Sabtu, 03 Agustus 2019

Penyederhanaan dan Transparansi PBJ


Pengadaan barang/jasa pemerintah tahun 2019 ditandai dengan penerbitan Peraturan Presiden Nomor 16 Tahun 2018 tentang Pengadaan barang/Jasa Pemerintah dengan seluruh petunjuk teknisnya dan penerbitan Peraturan Menteri PUPR Nomor 07/PRT/M/2019 tentang Standar dan Pedoman Pengadaan Jasa Konstruksi Melalui Penyedia serta penerapan Sistem Pengadaan Secara Elektronik versi 4.3 (SPSE v.4.3) termasuk pengadaan langsung online.

Peraturan Presiden Nomor 16 Tahun 2018 diterbitkan di samping sebagai penyesuaian atas perkembangan dan dinamika masyarakat, juga untuk peningkatan pelayanan publik, perkembangan perekonomian nasional dan daerah, peningkatan produksi dalam negeri, peningkatan peran UKMK dan pembangunan berkelanjutan.

Sedangkan Peraturan Menteri PUPR nomor 07/PRT/M/2019 diterbitkan di samping sebagai petunjuk teknis penyusunan dokumen tender jasa konstruksi juga untuk efektifitas dan efisiensi pengadaan jasa konstruksi.

SPSE v.4.3 dikembangkan oleh Lembaga Kebijakan Pengadaan Barang/Jasa Peemrintah (LKPP) sebagai pengembangan atas sistem terdahulu di mana pengembangan terakhir ini sudah tidak lagi mengenal upload dokumen tender dan penawaran harga lagi.
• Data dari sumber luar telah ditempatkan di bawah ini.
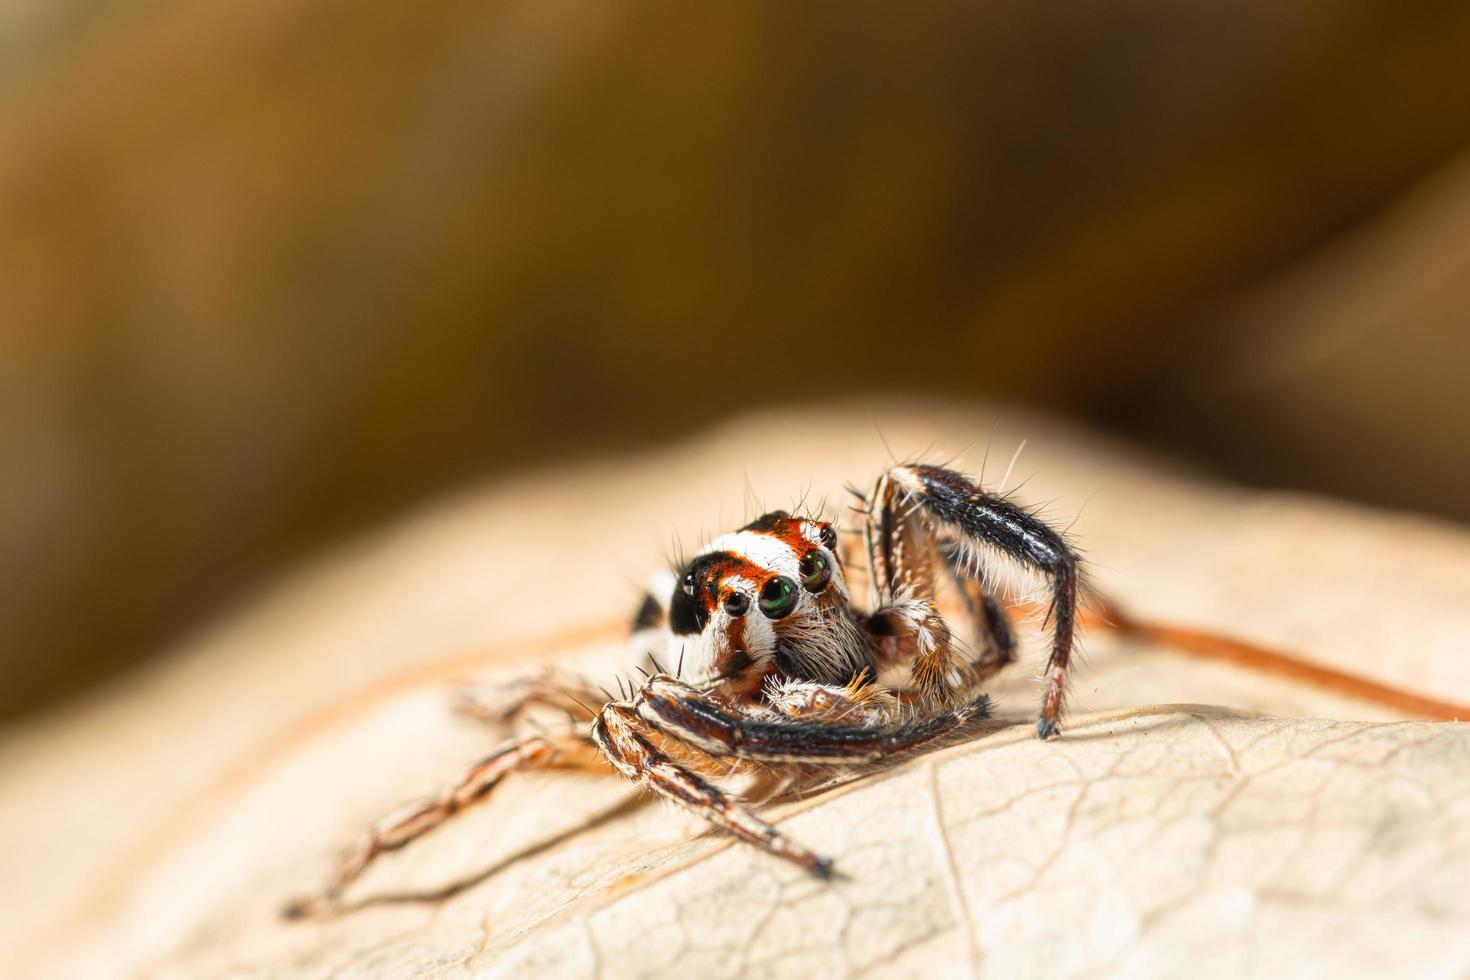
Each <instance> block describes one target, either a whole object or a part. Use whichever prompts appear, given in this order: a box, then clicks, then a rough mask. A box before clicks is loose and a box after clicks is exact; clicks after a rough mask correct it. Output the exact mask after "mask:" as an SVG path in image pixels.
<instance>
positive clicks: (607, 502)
mask: <svg viewBox="0 0 1470 980" xmlns="http://www.w3.org/2000/svg"><path fill="white" fill-rule="evenodd" d="M878 417H879V420H881V423H882V429H883V433H885V436H886V439H888V442H889V444H894V445H895V448H897V450H900V451H907V450H910V448H911V450H920V448H922V447H925V445H928V444H929V442H931V441H933V439H939V442H941V445H942V447H945V448H951V447H954V448H958V447H963V445H964V444H967V442H972V441H975V439H976V438H978V439H979V445H978V447H976V450H975V451H973V453H972V454H970V457H967V458H966V461H964V463H966V466H969V469H976V470H978V469H979V464H980V458H979V457H980V455H983V451H985V439H986V438H988V436H989V433H991V430H992V425H994V414H989V413H978V411H973V410H958V408H926V407H917V408H914V407H908V408H904V407H889V408H883V410H881V411H878ZM786 422H788V420H786V419H784V417H756V419H751V420H748V422H747V423H744V425H739V426H735V428H732V429H729V430H725V432H720V433H714V435H711V436H707V438H706V439H703V441H700V442H697V444H692V445H689V447H681V448H679V450H678V451H670V453H666V454H659V455H650V457H642V458H638V460H634V461H628V463H625V464H622V466H612V464H609V466H601V467H584V469H581V470H576V472H573V473H559V475H548V476H542V478H538V479H529V480H526V482H523V483H519V485H513V486H506V488H500V489H494V491H487V492H485V494H482V495H476V497H472V498H466V500H465V501H459V502H453V504H448V505H445V507H444V508H442V510H441V511H438V513H434V514H428V516H425V517H423V519H420V520H417V522H412V523H409V525H407V526H404V527H403V529H398V530H395V532H392V533H390V535H385V536H382V538H381V539H378V541H373V542H366V544H363V545H362V547H359V548H356V550H353V551H351V552H347V554H344V555H343V557H340V558H338V560H337V561H334V563H332V564H329V566H325V567H322V569H318V570H313V572H310V573H306V574H303V576H301V579H300V580H298V582H295V583H290V585H287V586H284V588H282V589H281V592H279V594H276V595H273V597H269V598H266V599H263V601H262V602H259V604H257V607H256V608H254V610H251V611H248V613H245V614H243V616H241V617H238V619H237V620H234V621H232V623H228V624H225V626H222V627H221V629H219V630H218V632H216V633H213V635H212V636H206V638H201V639H200V641H197V642H196V644H191V645H188V646H187V648H185V649H181V651H178V652H176V654H175V655H173V658H172V660H171V661H169V663H168V664H166V666H163V667H160V669H157V670H156V671H154V673H153V674H151V676H147V677H140V679H135V680H134V682H132V683H131V686H129V689H123V691H116V692H113V693H110V695H107V696H103V698H100V699H98V701H97V702H96V704H91V705H87V707H81V708H76V710H75V711H73V714H72V716H71V717H66V718H57V720H53V721H50V723H47V724H44V726H38V727H37V729H34V730H31V732H21V733H16V735H13V736H10V738H9V739H7V742H6V743H4V745H3V748H0V754H3V761H4V768H3V774H0V832H3V833H6V839H7V840H10V842H12V843H15V845H18V846H16V848H15V861H13V864H9V862H7V871H6V877H7V884H10V886H19V884H21V883H22V882H24V887H25V893H21V889H19V887H7V895H6V898H4V905H3V907H0V923H3V926H0V929H4V930H6V933H4V934H6V936H7V939H10V940H13V942H16V943H18V945H19V946H21V948H22V954H24V955H25V956H26V958H25V961H24V967H25V973H26V974H29V973H37V974H54V976H78V977H93V976H150V977H153V976H165V977H166V976H179V977H198V976H285V977H320V976H363V977H398V976H462V974H465V976H528V974H553V976H554V974H572V976H582V974H591V973H601V974H609V976H673V974H684V976H689V974H691V973H692V974H694V976H735V974H739V976H770V974H779V976H786V974H794V976H807V974H856V973H864V971H870V973H882V974H885V976H917V974H933V973H936V971H944V973H954V974H960V976H964V974H972V973H973V974H976V976H978V974H988V976H1001V977H1016V976H1035V974H1041V973H1045V974H1047V976H1048V977H1063V976H1076V974H1080V973H1097V974H1107V976H1113V974H1126V976H1173V974H1177V973H1182V971H1185V970H1188V971H1189V973H1191V974H1207V976H1214V974H1222V976H1223V974H1230V976H1241V974H1269V976H1282V974H1297V976H1301V974H1327V973H1332V974H1360V973H1377V974H1383V973H1408V974H1414V976H1463V974H1464V973H1466V971H1467V970H1470V890H1467V889H1466V887H1464V883H1466V882H1470V726H1464V724H1457V723H1442V721H1426V720H1397V716H1395V713H1394V711H1392V710H1389V708H1385V707H1383V705H1377V704H1373V702H1370V701H1360V699H1352V698H1348V696H1344V695H1341V693H1332V692H1326V691H1319V689H1313V688H1307V686H1301V685H1297V683H1292V682H1286V680H1282V679H1279V677H1270V676H1264V674H1260V673H1254V671H1250V670H1242V669H1241V667H1238V666H1227V664H1217V663H1207V661H1200V660H1195V658H1188V657H1182V655H1179V654H1177V652H1173V651H1170V649H1166V648H1160V646H1151V645H1144V644H1141V642H1138V641H1132V639H1125V638H1119V636H1113V635H1107V633H1101V632H1094V633H1092V636H1091V639H1089V642H1088V655H1086V666H1085V669H1083V670H1082V671H1080V674H1079V677H1078V686H1076V695H1078V696H1076V704H1078V710H1076V713H1075V714H1073V717H1072V721H1070V726H1069V729H1067V733H1066V736H1064V738H1063V739H1061V741H1060V742H1053V743H1038V742H1036V741H1035V739H1032V738H1029V724H1028V721H1029V717H1030V713H1032V710H1033V707H1035V705H1033V701H1035V696H1036V688H1035V683H1033V679H1032V676H1030V671H1029V667H1022V669H1017V670H1013V671H1011V676H1010V677H1004V679H1003V680H1001V683H1000V685H998V688H997V695H998V698H1000V702H1001V716H1000V720H998V721H997V724H994V726H988V727H986V729H985V732H983V733H982V735H980V736H979V738H976V739H975V741H972V742H967V743H963V745H957V746H951V748H947V749H942V751H938V752H932V754H928V755H923V757H919V758H916V760H911V761H908V763H906V764H903V765H898V767H895V768H891V770H888V771H883V773H878V774H872V776H867V777H863V779H860V780H857V782H853V783H848V785H845V786H841V788H838V789H835V790H831V792H826V793H820V795H814V796H811V798H808V799H804V801H801V802H797V804H788V805H784V807H778V808H775V810H773V811H772V814H773V815H775V817H778V818H779V820H781V821H782V823H784V826H785V827H786V830H789V833H791V835H794V836H795V837H798V839H801V840H804V842H807V843H811V845H814V846H819V848H820V849H823V851H825V852H828V854H831V855H833V857H835V858H836V860H838V862H839V868H841V870H842V873H844V874H845V879H842V880H839V882H836V883H833V884H822V883H819V882H814V880H810V879H807V877H804V876H803V874H800V873H798V871H795V870H794V868H789V867H785V865H782V864H779V862H775V861H772V860H770V858H767V857H766V855H763V854H757V852H754V851H751V849H750V848H742V846H731V843H729V842H728V840H725V839H722V837H719V836H716V835H711V833H707V832H706V830H704V827H703V824H700V823H698V821H691V820H689V818H688V817H685V815H682V814H678V813H673V811H670V810H667V808H664V807H660V805H642V807H637V805H629V802H628V801H629V790H628V786H626V785H625V783H620V782H619V780H616V779H595V777H585V776H569V774H541V776H531V777H525V779H520V780H516V782H514V783H507V785H506V786H504V788H503V792H500V793H497V796H495V798H492V799H491V801H490V802H488V804H485V805H482V807H479V808H476V810H473V811H470V813H467V814H465V815H463V817H460V818H456V820H454V821H451V824H448V826H447V827H444V829H442V830H441V832H440V833H435V835H432V836H429V837H426V839H425V840H422V842H419V843H416V845H415V846H412V848H409V849H406V851H403V852H398V854H394V855H391V857H390V858H387V860H384V861H382V862H381V864H379V865H376V867H375V868H373V870H372V871H370V873H369V874H368V876H365V879H363V880H362V882H359V884H357V886H356V887H354V889H353V890H351V892H350V901H351V902H353V904H354V905H356V908H354V909H353V911H350V912H348V914H344V915H341V917H337V918H332V920H328V921H309V923H284V921H281V918H279V917H278V909H279V907H281V902H282V901H284V899H285V898H287V896H290V895H293V893H297V892H300V890H301V889H306V887H312V886H315V884H316V883H319V882H320V880H322V879H323V877H325V876H326V873H328V871H329V870H331V867H332V864H334V861H335V860H337V858H338V855H340V854H341V851H343V848H345V846H347V843H350V840H351V839H353V837H354V835H356V833H357V832H359V830H360V829H362V827H363V826H365V824H366V823H368V821H369V820H372V818H375V817H378V815H382V813H385V811H387V810H390V808H392V807H394V805H397V804H400V802H403V801H404V799H407V798H412V796H416V795H422V793H425V792H428V790H431V789H434V788H435V786H437V785H438V783H440V782H441V780H444V779H448V777H450V776H453V774H454V773H456V771H457V770H459V768H460V767H463V765H465V764H466V763H469V761H472V760H473V758H476V757H478V755H481V754H484V751H485V748H487V743H488V741H490V739H491V735H490V733H488V732H485V730H482V729H479V727H476V726H473V724H470V723H467V721H463V720H457V718H454V717H451V716H450V713H448V711H447V710H445V704H447V683H448V680H451V679H465V677H472V676H473V677H482V679H495V677H504V676H507V674H509V673H513V671H517V670H523V669H525V666H526V664H529V663H539V661H541V660H542V658H545V657H548V655H553V652H554V655H556V657H559V658H560V661H564V660H567V658H575V660H578V661H581V663H585V664H588V666H589V667H591V669H592V670H603V671H607V670H613V669H614V667H616V666H617V664H619V663H620V660H622V652H620V645H619V642H617V641H616V638H614V636H612V633H610V632H609V629H607V627H606V626H601V624H603V623H607V621H616V620H620V616H619V614H620V613H622V611H623V607H625V605H626V602H628V599H629V598H631V595H632V592H634V589H632V586H631V585H629V582H631V580H634V579H635V577H637V576H638V572H639V569H641V567H651V566H654V564H657V561H659V557H660V550H661V548H663V545H664V542H666V541H667V538H666V535H667V529H669V527H670V526H673V527H678V529H681V533H684V535H685V539H688V538H691V536H694V535H695V533H698V530H700V529H701V527H703V529H704V530H713V529H717V527H722V526H725V525H729V523H731V522H732V520H736V519H738V517H739V516H741V513H742V505H741V497H742V494H741V488H742V486H744V475H747V473H748V476H750V480H751V483H753V485H754V486H756V488H757V491H760V492H764V494H766V495H767V498H769V500H770V502H772V504H785V502H789V498H792V497H795V495H798V494H800V492H801V491H804V489H807V486H808V485H811V486H814V488H816V489H817V491H825V489H835V488H838V486H841V483H842V482H844V480H853V479H857V480H863V479H867V478H869V476H872V475H873V472H875V470H876V469H878V467H879V466H881V464H882V460H883V458H885V455H886V453H885V451H883V450H882V445H881V442H879V439H878V436H876V435H873V429H872V423H870V422H869V420H867V414H866V411H863V410H861V408H854V410H848V411H845V413H838V411H833V413H832V417H826V419H825V417H813V416H811V413H810V411H808V413H807V417H806V419H804V422H806V423H808V425H810V426H811V428H813V430H822V432H826V433H829V439H828V441H826V445H825V453H823V458H820V460H813V458H807V457H801V455H798V447H778V448H770V447H769V445H767V444H769V439H766V438H764V435H766V433H767V432H770V430H772V426H773V425H785V423H786ZM1022 435H1025V436H1029V439H1030V444H1029V448H1028V450H1026V455H1025V457H1022V463H1019V464H1017V467H1016V473H1017V476H1016V478H1014V479H1020V478H1023V476H1028V475H1030V473H1036V476H1035V479H1033V480H1032V482H1030V483H1028V486H1026V489H1025V491H1023V495H1025V497H1028V498H1030V500H1047V498H1053V497H1055V498H1057V505H1055V508H1057V511H1058V514H1060V516H1061V520H1063V523H1066V522H1067V520H1070V519H1072V517H1073V516H1076V511H1078V508H1079V507H1080V505H1082V501H1083V500H1085V498H1088V497H1089V495H1092V500H1091V502H1089V504H1088V507H1086V510H1085V513H1083V514H1082V517H1080V519H1079V522H1078V527H1076V533H1078V536H1079V539H1080V541H1082V544H1083V547H1085V548H1086V551H1088V554H1089V555H1091V558H1092V560H1094V569H1095V579H1097V582H1098V585H1100V586H1101V588H1103V589H1104V591H1105V592H1107V594H1110V595H1113V597H1116V598H1117V599H1120V601H1122V602H1125V604H1126V605H1127V607H1129V608H1130V610H1133V611H1136V613H1139V614H1144V616H1151V617H1158V619H1167V620H1169V621H1182V623H1191V624H1198V626H1204V627H1211V629H1217V630H1223V632H1227V633H1232V635H1236V636H1241V638H1242V639H1248V641H1252V642H1257V644H1273V645H1280V646H1286V648H1289V649H1294V651H1298V652H1301V654H1304V655H1307V657H1311V658H1313V660H1316V661H1319V663H1322V664H1324V666H1329V667H1335V669H1339V670H1348V671H1354V673H1360V674H1364V676H1369V677H1373V679H1377V680H1380V682H1385V683H1392V685H1397V686H1399V688H1405V689H1410V691H1416V692H1420V693H1426V695H1432V696H1438V698H1441V699H1445V701H1461V702H1464V701H1470V658H1466V657H1463V655H1460V651H1463V636H1466V635H1470V621H1467V620H1470V601H1467V599H1470V542H1467V539H1466V535H1464V533H1463V532H1458V530H1454V529H1449V527H1444V526H1436V525H1433V523H1430V522H1417V520H1410V519H1404V517H1389V516H1380V514H1372V513H1367V511H1361V510H1355V508H1348V507H1342V505H1335V504H1326V502H1322V501H1311V500H1297V498H1270V497H1261V495H1250V494H1244V492H1239V491H1229V489H1223V488H1219V486H1210V485H1205V483H1201V482H1197V480H1192V479H1186V478H1182V476H1179V475H1175V473H1170V472H1169V470H1167V469H1166V467H1161V466H1160V464H1157V463H1154V461H1148V460H1141V458H1138V457H1135V455H1132V454H1129V453H1127V451H1126V450H1122V448H1119V447H1116V445H1110V444H1105V442H1101V441H1098V439H1095V438H1091V436H1086V435H1083V433H1076V432H1069V430H1064V429H1058V428H1055V426H1053V425H1050V423H1041V422H1036V420H1033V419H1008V420H1005V422H1004V425H1003V428H1001V429H1000V436H998V438H997V439H995V442H997V445H995V448H994V450H992V460H991V463H989V466H991V467H992V469H991V479H992V480H994V479H995V476H997V475H998V473H1000V470H1001V469H1003V466H1000V464H997V463H995V457H1003V461H1004V458H1008V455H1010V450H1011V447H1013V445H1014V442H1016V439H1017V438H1019V436H1022ZM591 488H597V489H598V491H600V492H598V494H595V495H594V494H592V492H591ZM722 511H723V513H722ZM548 527H554V529H556V533H548V532H547V529H548ZM588 555H598V557H600V560H598V561H594V563H592V566H591V572H589V570H588V567H589V566H588V564H587V561H588V558H587V557H588ZM625 563H626V564H625ZM620 576H625V577H620ZM547 583H554V585H556V588H554V589H553V592H554V595H548V594H547ZM569 583H572V585H576V586H578V588H579V589H582V592H584V597H582V598H584V601H582V604H581V605H579V607H578V608H576V610H572V613H570V614H567V613H566V610H562V608H560V605H559V604H560V602H564V599H566V595H567V585H569ZM553 610H556V611H553ZM547 617H551V621H547ZM614 617H616V619H614ZM516 636H523V638H528V636H529V638H535V639H534V641H526V642H513V641H514V638H516ZM466 651H469V652H466ZM404 670H409V671H410V674H409V676H403V671H404ZM1169 702H1197V704H1210V705H1217V707H1177V705H1176V707H1169ZM1157 705H1166V707H1157ZM1257 713H1266V714H1267V716H1276V717H1263V716H1261V714H1257ZM1313 718H1344V720H1313ZM1017 723H1019V724H1017ZM598 814H603V815H604V818H603V820H601V821H600V823H598V824H597V826H594V827H591V829H588V830H585V832H581V833H572V832H573V830H576V829H578V827H581V826H582V824H585V823H587V821H588V820H589V818H591V817H597V815H598ZM12 892H13V893H12Z"/></svg>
Keduanya tersedia dalam sistem.

Sebagai sebuah sistem baru maka ketiga regulasi yang menjadi tulang punggung pengadaan barang/jasa pemerintah tahun 2019 setelah dilakukan penerapan dan dengan kualitas personel Pokja Pemilihan yang sangat variatif serta banyaknya kepentingan yang menyertainya maka dipandang perlu untuk mengkaji kembali beberapa hal yang penting terutama dalam meningkatkan penyederhanaan dan transparansi pengadaan barang/jasa pemerintah ke depan.

Penyederhanaan dimaksud meliputi : spesifikasi teknis, metode pelaksanaan, rencana keselamatan konstruksi, double data (peralatan dan personel) dan jadwal terkoreksi.
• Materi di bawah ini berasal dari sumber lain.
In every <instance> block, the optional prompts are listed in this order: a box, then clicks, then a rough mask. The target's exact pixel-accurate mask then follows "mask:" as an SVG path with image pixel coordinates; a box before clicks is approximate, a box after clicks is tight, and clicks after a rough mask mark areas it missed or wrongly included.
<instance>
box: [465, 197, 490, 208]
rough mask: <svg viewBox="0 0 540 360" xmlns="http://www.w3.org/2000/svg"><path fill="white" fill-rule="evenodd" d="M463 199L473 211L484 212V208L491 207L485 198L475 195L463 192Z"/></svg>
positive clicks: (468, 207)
Spesifikasi teknis ditetapkan oleh Pejabat Pembuat Komitmen (PPK). Spesifikasi teknis dimasukkan dalam dokumen tender. Spesifikasi teknis kembali diminta sebagai salah satu dokumen penawaran teknis. Ini cukup merepotkan karena untuk jasa konstruksi file spesifikasi teknis ini cukup besar untuk diupload. Hal ini bisa disederhanakan dalam sistem SPSE dalam bentuk check list saja dengan pilihan penawaran spesifikasi teknis sesuai atau tidak sesuai dengan spesifikasi teknis yang tercantum dalam dokumen penawaran. Apabila spesifikasi teknis yang ditawarkan berbeda dengan yang tercantum dalam dokumen tender maka barulah peserta tender wajib mengupload spesifikasi teknis yang ditawarkannnya.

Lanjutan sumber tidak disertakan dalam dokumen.